Dan Skuta

No. 51, 55
- Position: Linebacker

Personal information
- Born: April 21, 1986 (age 39) Burton, Michigan, U.S.
- Height: 6 ft 2 in (1.88 m)
- Weight: 269 lb (122 kg)

Career information
- High school: Carman-Ainsworth (Flint Township, Michigan)
- College: Grand Valley State (2004–2008)

Career history
- Cincinnati Bengals (2009–2012); San Francisco 49ers (2013–2014); Jacksonville Jaguars (2015–2016); Chicago Bears (2017)*;
- * Offseason and/or practice squad member only

Career NFL statistics
- Total tackle: 201
- Sacks: 7.0
- Forced fumbles: 6
- Fumble recoveries: 1
- Defensive touchdowns: 1
- Stats at Pro Football Reference

= Dan Skuta =

American football player (born 1986)

Dan Skuta (born April 21, 1986) is an American former professional football player who was a linebacker in the National Football League (NFL). He played college football for the Grand Valley State Lakers and was signed by the Cincinnati Bengals as an undrafted free agent in 2009. Skuta was also a member of the San Francisco 49ers, Jacksonville Jaguars, and Chicago Bears.

==Professional career==
===Cincinnati Bengals===
Skuta signed with the Cincinnati Bengals as an undrafted free agent in 2009 and played with them until 2012.

===San Francisco 49ers===
Skuta signed with the San Francisco 49ers in 2013. He scored his first touchdown when he recovered a fumble forced by linebacker Patrick Willis and returned it 47 yards for the score.
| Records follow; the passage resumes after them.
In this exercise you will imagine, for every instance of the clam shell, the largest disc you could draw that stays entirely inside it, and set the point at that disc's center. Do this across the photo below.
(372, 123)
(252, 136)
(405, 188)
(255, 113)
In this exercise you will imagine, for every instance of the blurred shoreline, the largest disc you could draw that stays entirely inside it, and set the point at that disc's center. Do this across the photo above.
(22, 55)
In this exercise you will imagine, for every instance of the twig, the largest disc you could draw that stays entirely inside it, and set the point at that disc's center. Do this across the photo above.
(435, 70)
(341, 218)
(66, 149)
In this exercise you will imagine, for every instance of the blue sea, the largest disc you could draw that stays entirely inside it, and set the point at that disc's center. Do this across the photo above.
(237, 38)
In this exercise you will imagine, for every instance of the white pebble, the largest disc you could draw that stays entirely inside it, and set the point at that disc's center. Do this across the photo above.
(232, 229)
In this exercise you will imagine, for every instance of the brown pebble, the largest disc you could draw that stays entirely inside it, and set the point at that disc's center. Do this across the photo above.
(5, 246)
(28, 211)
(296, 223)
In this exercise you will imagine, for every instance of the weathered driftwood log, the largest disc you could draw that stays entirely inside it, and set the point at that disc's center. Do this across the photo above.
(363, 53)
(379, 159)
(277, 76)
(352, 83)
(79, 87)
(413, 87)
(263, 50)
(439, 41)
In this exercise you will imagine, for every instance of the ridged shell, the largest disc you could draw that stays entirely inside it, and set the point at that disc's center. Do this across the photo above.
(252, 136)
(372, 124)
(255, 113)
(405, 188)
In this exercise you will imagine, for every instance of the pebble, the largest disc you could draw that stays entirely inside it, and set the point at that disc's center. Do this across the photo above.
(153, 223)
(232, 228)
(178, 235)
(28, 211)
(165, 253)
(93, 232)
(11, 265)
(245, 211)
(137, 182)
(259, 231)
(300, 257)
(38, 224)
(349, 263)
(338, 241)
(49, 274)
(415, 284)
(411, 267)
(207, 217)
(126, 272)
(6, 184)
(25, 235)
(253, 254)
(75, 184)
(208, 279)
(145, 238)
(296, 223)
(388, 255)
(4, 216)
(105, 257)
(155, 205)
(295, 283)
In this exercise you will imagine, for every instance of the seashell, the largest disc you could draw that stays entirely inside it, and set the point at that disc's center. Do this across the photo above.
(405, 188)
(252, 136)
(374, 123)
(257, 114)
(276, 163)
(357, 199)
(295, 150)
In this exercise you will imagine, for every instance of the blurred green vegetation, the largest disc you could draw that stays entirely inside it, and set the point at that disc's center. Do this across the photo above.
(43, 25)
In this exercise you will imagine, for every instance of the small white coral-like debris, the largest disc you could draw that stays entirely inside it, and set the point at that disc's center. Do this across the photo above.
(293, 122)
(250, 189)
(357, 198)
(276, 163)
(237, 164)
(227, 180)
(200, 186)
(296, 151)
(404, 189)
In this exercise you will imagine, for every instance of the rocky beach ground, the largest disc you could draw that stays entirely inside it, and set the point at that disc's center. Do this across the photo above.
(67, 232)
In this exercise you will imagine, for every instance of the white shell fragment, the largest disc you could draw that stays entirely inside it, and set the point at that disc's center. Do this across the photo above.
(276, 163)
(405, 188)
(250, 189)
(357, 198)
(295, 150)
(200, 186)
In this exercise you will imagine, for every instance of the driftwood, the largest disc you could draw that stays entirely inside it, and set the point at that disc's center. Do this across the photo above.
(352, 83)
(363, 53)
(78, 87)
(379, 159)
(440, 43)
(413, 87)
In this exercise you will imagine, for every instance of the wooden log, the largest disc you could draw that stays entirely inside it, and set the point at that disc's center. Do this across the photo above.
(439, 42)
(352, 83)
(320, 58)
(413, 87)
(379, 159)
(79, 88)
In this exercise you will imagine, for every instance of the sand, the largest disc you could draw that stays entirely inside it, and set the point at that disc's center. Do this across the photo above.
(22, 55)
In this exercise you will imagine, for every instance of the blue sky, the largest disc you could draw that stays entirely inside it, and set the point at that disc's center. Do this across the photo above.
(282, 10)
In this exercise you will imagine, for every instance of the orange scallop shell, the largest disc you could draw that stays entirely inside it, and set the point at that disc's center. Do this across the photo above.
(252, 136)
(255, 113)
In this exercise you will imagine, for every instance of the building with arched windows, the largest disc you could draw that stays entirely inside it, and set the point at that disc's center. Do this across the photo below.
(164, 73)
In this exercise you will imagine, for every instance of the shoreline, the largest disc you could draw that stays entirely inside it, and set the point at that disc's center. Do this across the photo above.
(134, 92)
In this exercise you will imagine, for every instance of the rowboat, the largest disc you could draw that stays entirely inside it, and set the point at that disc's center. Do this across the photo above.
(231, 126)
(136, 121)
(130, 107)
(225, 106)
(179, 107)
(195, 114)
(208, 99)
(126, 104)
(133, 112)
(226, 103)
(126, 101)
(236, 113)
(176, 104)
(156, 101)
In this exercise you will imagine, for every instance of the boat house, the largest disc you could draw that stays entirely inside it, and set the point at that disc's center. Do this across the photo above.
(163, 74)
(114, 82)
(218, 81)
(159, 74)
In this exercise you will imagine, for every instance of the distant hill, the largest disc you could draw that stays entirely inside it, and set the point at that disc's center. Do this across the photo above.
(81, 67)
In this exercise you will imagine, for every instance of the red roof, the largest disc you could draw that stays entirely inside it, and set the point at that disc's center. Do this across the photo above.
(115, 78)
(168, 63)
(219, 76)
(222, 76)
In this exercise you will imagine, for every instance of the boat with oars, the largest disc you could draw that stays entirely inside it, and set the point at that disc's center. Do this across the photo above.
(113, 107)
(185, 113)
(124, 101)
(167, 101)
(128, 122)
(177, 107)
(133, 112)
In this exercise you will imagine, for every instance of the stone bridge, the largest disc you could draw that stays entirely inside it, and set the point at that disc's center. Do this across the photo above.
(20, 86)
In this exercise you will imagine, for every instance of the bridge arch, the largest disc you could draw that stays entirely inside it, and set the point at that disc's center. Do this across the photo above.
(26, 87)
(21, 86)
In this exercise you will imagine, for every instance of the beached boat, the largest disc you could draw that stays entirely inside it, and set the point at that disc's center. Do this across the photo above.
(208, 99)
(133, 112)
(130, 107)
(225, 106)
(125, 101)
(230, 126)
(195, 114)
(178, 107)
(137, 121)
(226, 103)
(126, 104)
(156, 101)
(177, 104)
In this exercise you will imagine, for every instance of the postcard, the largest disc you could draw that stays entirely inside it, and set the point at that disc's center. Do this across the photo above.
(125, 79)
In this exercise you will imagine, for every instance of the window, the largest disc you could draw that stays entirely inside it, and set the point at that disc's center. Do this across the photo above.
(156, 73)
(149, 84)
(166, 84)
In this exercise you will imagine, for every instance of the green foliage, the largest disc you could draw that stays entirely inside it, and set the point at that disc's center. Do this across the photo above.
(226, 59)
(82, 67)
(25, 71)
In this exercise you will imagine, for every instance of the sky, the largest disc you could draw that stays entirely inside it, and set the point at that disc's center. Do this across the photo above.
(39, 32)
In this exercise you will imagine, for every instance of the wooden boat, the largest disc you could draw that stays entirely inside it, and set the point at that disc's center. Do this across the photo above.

===Jacksonville Jaguars===
On March 11, 2015, Skuta signed a five-year, $20.5 million contract with the Jacksonville Jaguars. He was released on April 11, 2017.

===Chicago Bears===
On May 8, 2017, Skuta signed a one-year contract with the Chicago Bears. He was released on September 2, 2017.

==NFL career statistics==

Legend
|  | Led the league |
| Bold | Career high |

===Regular season===

Year: Team; Games; Tackles; Interceptions; Fumbles
GP: GS; Cmb; Solo; Ast; Sck; TFL; Int; Yds; TD; Lng; PD; FF; FR; Yds; TD
2009: CIN; 8; 0; 8; 6; 2; 0.0; 0; 0; 0; 0; 0; 0; 0; 0; 0; 0
2010: CIN; 16; 1; 16; 11; 5; 0.0; 0; 0; 0; 0; 0; 0; 1; 0; 0; 0
2011: CIN; 16; 3; 31; 16; 15; 0.5; 0; 0; 0; 0; 0; 0; 1; 0; 0; 0
2012: CIN; 16; 0; 27; 16; 11; 0.0; 0; 0; 0; 0; 0; 1; 0; 0; 0; 0
2013: SFO; 16; 8; 28; 21; 7; 0.0; 3; 0; 0; 0; 0; 2; 0; 1; 47; 1
2014: SFO; 14; 10; 33; 25; 8; 5.0; 5; 0; 0; 0; 0; 1; 3; 0; 0; 0
2015: JAX; 13; 8; 40; 32; 8; 1.5; 3; 0; 0; 0; 0; 1; 1; 0; 0; 0
2016: JAX; 13; 2; 18; 15; 3; 0.0; 3; 0; 0; 0; 0; 1; 0; 0; 0; 0
112; 32; 201; 142; 59; 7.0; 14; 0; 0; 0; 0; 6; 6; 1; 47; 1

===Playoffs===

Year: Team; Games; Tackles; Interceptions; Fumbles
GP: GS; Cmb; Solo; Ast; Sck; TFL; Int; Yds; TD; Lng; PD; FF; FR; Yds; TD
2009: CIN; 1; 0; 1; 0; 1; 0.0; 0; 0; 0; 0; 0; 0; 0; 0; 0; 0
2011: CIN; 1; 0; 1; 1; 0; 0.0; 0; 0; 0; 0; 0; 0; 0; 0; 0; 0
2012: CIN; 1; 0; 1; 1; 0; 0.0; 0; 0; 0; 0; 0; 0; 0; 0; 0; 0
2013: SFO; 3; 0; 4; 3; 1; 2.0; 1; 0; 0; 0; 0; 0; 0; 0; 0; 0
6; 0; 7; 5; 2; 2.0; 1; 0; 0; 0; 0; 0; 0; 0; 0; 0

==Personal life==
Dan Skuta is from Flint, Michigan. He attended Grand Valley State University, from which he graduated with a bachelor's degree in physical education. He now presides as the defensive coordinator coach at Flint's Powers Catholic High School.